Dimissioni alla Cameron in vista? Non è questo di cui ha bisogno il popolo colombiano al momento. Soprattutto dopo quattro anni di negoziati e una tregua firmata una settimana prima del fatidico referendum. Una settimana nella quale il frastuono dei media e dell’ex presidente Uribe, a favore del No, ha rotto il silenzio dei 260mila morti e 45mila desaparecidos di questo conflitto eterno.

Probabilmente l’onda mediatica di questo risultato non si infrangerà sulla spiaggia dell’opinione pubblica con la stessa potenza di quello della Brexit. D’altronde, gli sforzi del presidente Santos sono stati premiati il 7 ottobre con il Nobel per la Pace, mentre al massimo Cameron potrebbe essere candidato per quello dell’Esibizionismo.

Ma, da buoni umani, dobbiamo pur trovare un colpevole per un risultato tanto sorprendente: il referendum, arma di voto potente lasciata nelle mani di un popolo bambino?

Rimettere in discussione un pilastro democratico così importante mi sembra inutile, soprattutto in vista del dovere costituzionale che ci chiamerà al voto il 4 dicembre. Tuttavia, il rischio maggiore che sembrano correre i promotori dei referendum al giorno d’oggi è la possibilità di farsi travolgere dalle scelte del popolo e trascinare con sé progetti politici futuri e presenti.

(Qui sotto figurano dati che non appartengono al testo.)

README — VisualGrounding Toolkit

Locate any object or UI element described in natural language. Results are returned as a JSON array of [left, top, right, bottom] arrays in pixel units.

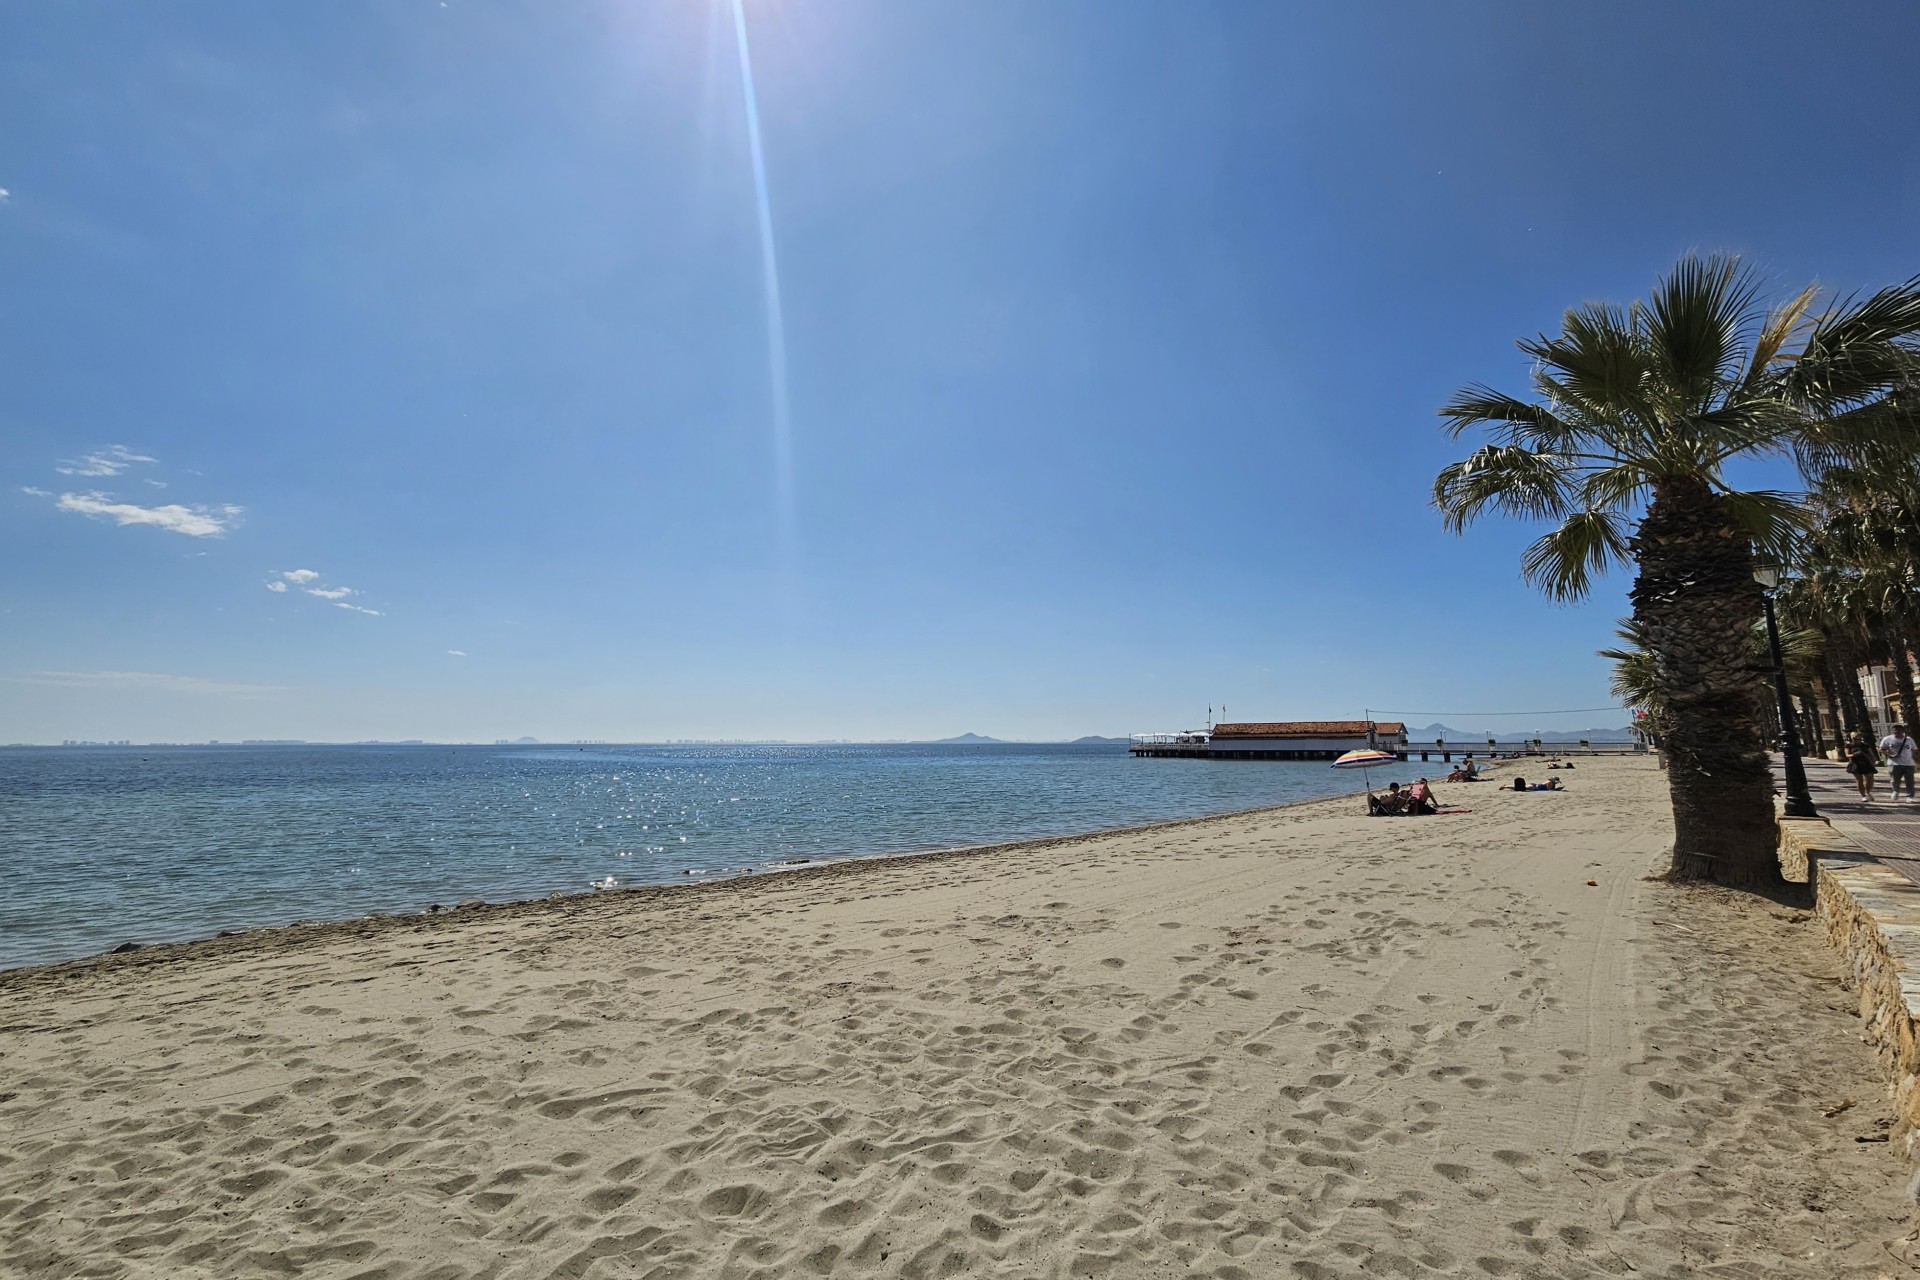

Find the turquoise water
[[0, 742, 1432, 969]]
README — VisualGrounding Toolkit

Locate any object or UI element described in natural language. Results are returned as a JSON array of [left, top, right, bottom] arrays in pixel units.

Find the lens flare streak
[[729, 0, 793, 536]]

Un velo pietoso steso sulla Francia

Quando parla la sua figura possente precede le sue parole attente e ricercate. Delle lunghe pause di riflessione intervallano il suo discorso. L’atteggiamento da giudice stona con la cornice della Costa Azzurra che fa capolino dalla finestra della classe. E anche i giovani visi seduti ai banchi si distinguono nettamente dal tradizionale pubblico di un tribunale. Eppure l’argomento di dibattito è lo stesso della decisione presa il 28 luglio dal sindaco repubblicano di Cannes, David Lisnard: il divieto municipale contro il burkini in spiaggia.

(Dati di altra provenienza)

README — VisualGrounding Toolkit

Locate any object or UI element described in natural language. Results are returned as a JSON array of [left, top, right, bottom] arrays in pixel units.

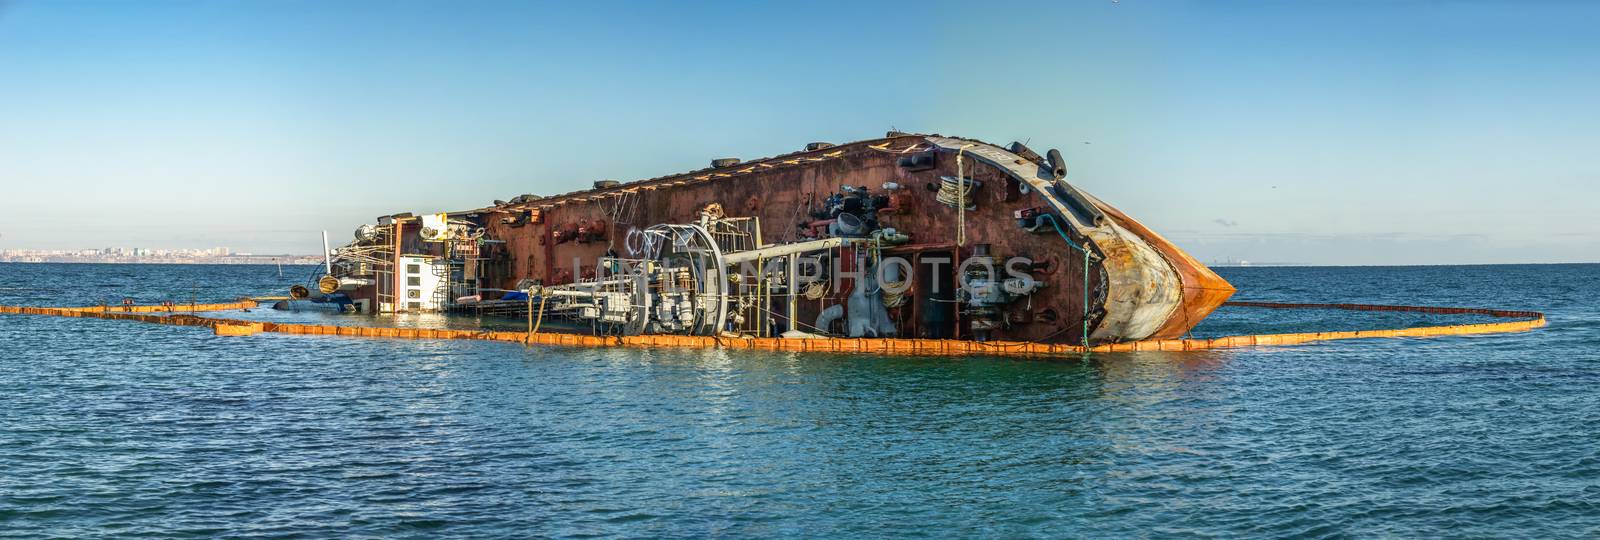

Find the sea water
[[1, 263, 1596, 537]]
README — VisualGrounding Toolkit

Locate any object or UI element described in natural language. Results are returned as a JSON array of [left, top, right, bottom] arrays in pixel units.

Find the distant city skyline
[[4, 247, 246, 256], [6, 246, 235, 254], [0, 246, 322, 264], [1, 1, 1596, 265]]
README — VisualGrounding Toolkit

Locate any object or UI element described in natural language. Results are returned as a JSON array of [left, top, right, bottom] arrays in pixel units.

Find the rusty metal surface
[[479, 135, 1108, 343], [450, 133, 1228, 344]]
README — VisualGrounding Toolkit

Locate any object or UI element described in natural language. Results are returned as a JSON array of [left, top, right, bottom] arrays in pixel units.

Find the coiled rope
[[880, 285, 909, 308], [802, 280, 829, 301], [936, 176, 978, 209]]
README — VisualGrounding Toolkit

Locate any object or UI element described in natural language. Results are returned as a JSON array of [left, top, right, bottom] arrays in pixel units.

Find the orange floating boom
[[0, 300, 1546, 357]]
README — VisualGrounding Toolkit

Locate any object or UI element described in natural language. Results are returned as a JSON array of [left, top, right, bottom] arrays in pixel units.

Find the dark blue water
[[2, 263, 1597, 538]]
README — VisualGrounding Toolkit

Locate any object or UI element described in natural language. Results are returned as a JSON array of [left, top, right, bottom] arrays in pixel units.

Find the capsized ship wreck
[[308, 133, 1235, 346]]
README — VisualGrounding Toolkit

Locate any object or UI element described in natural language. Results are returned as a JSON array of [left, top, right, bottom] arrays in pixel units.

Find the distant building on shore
[[0, 248, 321, 265]]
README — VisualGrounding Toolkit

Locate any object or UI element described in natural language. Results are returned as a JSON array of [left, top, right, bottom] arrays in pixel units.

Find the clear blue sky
[[1, 1, 1595, 264]]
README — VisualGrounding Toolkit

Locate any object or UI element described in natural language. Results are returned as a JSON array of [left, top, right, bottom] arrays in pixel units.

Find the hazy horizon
[[2, 1, 1596, 265]]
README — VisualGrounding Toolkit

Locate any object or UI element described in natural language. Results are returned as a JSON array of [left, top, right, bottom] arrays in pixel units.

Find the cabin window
[[407, 276, 421, 286], [407, 264, 421, 274]]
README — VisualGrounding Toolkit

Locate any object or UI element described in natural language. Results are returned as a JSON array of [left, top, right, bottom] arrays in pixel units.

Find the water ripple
[[2, 263, 1599, 537]]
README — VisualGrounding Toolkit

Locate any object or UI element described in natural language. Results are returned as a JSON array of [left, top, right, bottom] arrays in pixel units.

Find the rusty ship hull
[[322, 133, 1234, 346]]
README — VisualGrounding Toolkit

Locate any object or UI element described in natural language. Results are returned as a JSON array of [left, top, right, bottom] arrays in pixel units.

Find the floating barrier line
[[1, 300, 261, 315], [0, 300, 1546, 357]]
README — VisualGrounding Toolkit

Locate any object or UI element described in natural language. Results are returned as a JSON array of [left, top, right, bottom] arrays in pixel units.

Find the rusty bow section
[[920, 137, 1234, 342], [1085, 194, 1237, 340]]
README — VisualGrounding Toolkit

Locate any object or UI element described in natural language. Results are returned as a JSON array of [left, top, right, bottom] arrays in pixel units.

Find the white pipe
[[322, 230, 332, 274], [337, 277, 374, 290], [721, 237, 853, 264], [787, 254, 799, 332]]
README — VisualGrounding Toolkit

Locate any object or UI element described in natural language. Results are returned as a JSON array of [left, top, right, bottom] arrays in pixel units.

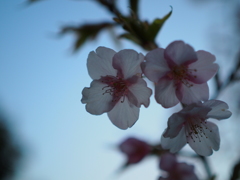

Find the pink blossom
[[119, 137, 151, 164], [159, 153, 199, 180], [81, 47, 152, 129], [142, 41, 219, 108], [161, 100, 232, 156]]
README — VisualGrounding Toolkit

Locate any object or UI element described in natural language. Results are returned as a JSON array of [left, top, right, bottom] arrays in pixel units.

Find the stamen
[[101, 75, 129, 103], [185, 117, 211, 143], [169, 65, 197, 88]]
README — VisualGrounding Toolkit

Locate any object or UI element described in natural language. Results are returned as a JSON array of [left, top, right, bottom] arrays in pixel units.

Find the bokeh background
[[0, 0, 240, 179]]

“Possono le donne musulmane fare fede al loro culto religioso e andare al mare con un velo integrale?” è stata la miccia di discussione dell’estate francese. Nella patria della laicità, in memoria dei valori della Rivoluzione del 1789, è divampato il fuoco della paura, alimentato da un’estremità all’altra dagli attacchi terroristici e dal soffio incessante dei media. Ma, d’altronde, non ci dovremmo aspettare più di tanto se perfino i discorsi inaugurali del direttore generale di SciencesPo (università di Scienze politiche) non possono fare a meno di citare la tragedia di Nizza e l’orgoglio francese messo in discussione dal “problema integralista”. La strada verso l’integrazione religiosa è indubbiamente in salita, e i comuni della Costa Azzurra che hanno aderito al divieto municipale contro questo tipo di costume femminile in spiaggia hanno imboccato la via più veloce ed in discesa: quella della paura.

La Francia non è più il difensore della laicità? Non è questo il punto. Tuttavia, sta usando argomenti di questo genere per mostrarsi più che mai in prima linea nella sicurezza contro il terrorismo. La stessa sicurezza messa in pericolo da un costume da bagno, che ha indotto alcuni magistrati (tra cui il possente professore) a giudicare ‘legale’ il divieto municipale del sindaco di Cannes, poi esteso agli altri comuni delle Alpi Marittime. Mentre i bombardamenti del governo francese in Siria non vedono l’ombra della fine, si cerca di coprire la vulnerabilità della popolazione con un divieto tanto inutile quanto discusso. Finendo col coprire un’intera nazione con un velo pietoso.